Джексон старался глубоко не вдыхать ароматы пирса, жареные и сахарные («оружие массового уничтожения», по словам Джулии), – скверные, конечно, однако слюнки все равно текли. Пора бы пообедать, но, похоже, сегодня Джексону не светит иного топлива, кроме кофеина. С собой у него только пакет собачьих лакомств, но нет, до наступления полной анархии ему все-таки еще питаться и питаться по-человечески. Собачье же лакомство он выдал отважной Дидоне в награду за стоицизм.

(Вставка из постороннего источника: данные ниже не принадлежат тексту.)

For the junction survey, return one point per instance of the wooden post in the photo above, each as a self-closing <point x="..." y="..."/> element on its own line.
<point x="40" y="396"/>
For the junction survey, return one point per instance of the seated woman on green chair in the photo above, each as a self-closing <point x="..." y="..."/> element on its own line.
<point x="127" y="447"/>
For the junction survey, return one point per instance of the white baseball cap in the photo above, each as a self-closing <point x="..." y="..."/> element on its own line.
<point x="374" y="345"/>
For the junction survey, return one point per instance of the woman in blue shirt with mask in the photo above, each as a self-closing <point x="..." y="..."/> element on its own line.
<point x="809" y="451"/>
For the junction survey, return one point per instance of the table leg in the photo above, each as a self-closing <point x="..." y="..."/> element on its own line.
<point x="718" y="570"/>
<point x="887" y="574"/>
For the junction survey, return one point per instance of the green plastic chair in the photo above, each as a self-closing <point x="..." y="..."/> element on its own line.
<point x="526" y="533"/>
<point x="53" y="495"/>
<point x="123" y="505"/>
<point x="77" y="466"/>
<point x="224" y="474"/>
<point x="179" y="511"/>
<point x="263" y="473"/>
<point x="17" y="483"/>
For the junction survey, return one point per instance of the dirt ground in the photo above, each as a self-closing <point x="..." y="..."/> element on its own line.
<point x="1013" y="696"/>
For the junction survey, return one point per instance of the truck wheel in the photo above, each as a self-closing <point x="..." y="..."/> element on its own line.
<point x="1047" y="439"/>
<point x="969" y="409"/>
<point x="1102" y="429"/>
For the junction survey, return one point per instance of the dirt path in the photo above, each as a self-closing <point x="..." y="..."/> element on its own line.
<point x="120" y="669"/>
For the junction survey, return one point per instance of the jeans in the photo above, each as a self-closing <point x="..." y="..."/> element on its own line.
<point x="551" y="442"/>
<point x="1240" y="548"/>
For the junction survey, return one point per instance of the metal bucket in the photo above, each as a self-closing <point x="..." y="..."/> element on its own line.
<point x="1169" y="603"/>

У входа в паб через дорогу выставили меню, из которого следовало, что внутри подают «йапас», и Джексон отнюдь не сразу постиг, что подразумеваются йоркширские тапас. Он читал, есть такое движение «йекзит» – за ограниченную автономию графства, иными словами. В Йоркшире, утверждали сторонники, население почти сопоставимо с Данией, экономика крупнее, чем в одиннадцати странах ЕС, а золотых медалей на Олимпиаде в Рио Йоркшир заработал больше, чем Канада. Занятно, что брекзит представлялся Джексону концом цивилизации, а вот йекзит отзывался в сердце песнью сирен.

(– Тем самым разжигаются гражданские войны и племенной геноцид, – сказала Джулия.

Джексон не знал других людей, начинавших фразы с оборота «тем самым», а прогноз ее виделся ему чуток слишком зверским – начинается-то все невинно, с йапас «севиче с креветками» и «трубач под кисло-сладким соусом». Трубач – [так называемая] еда, которую Джексон готов отведать, только если это спасет жизнь одному из его детей. И даже в таком случае, ну-у…)

Отвлекло его отбытие клиентки мадам Астарти, худой молодой женщины, явно недовольной всеми временами своей жизни – и прошедшим, и настоящим, и будущим.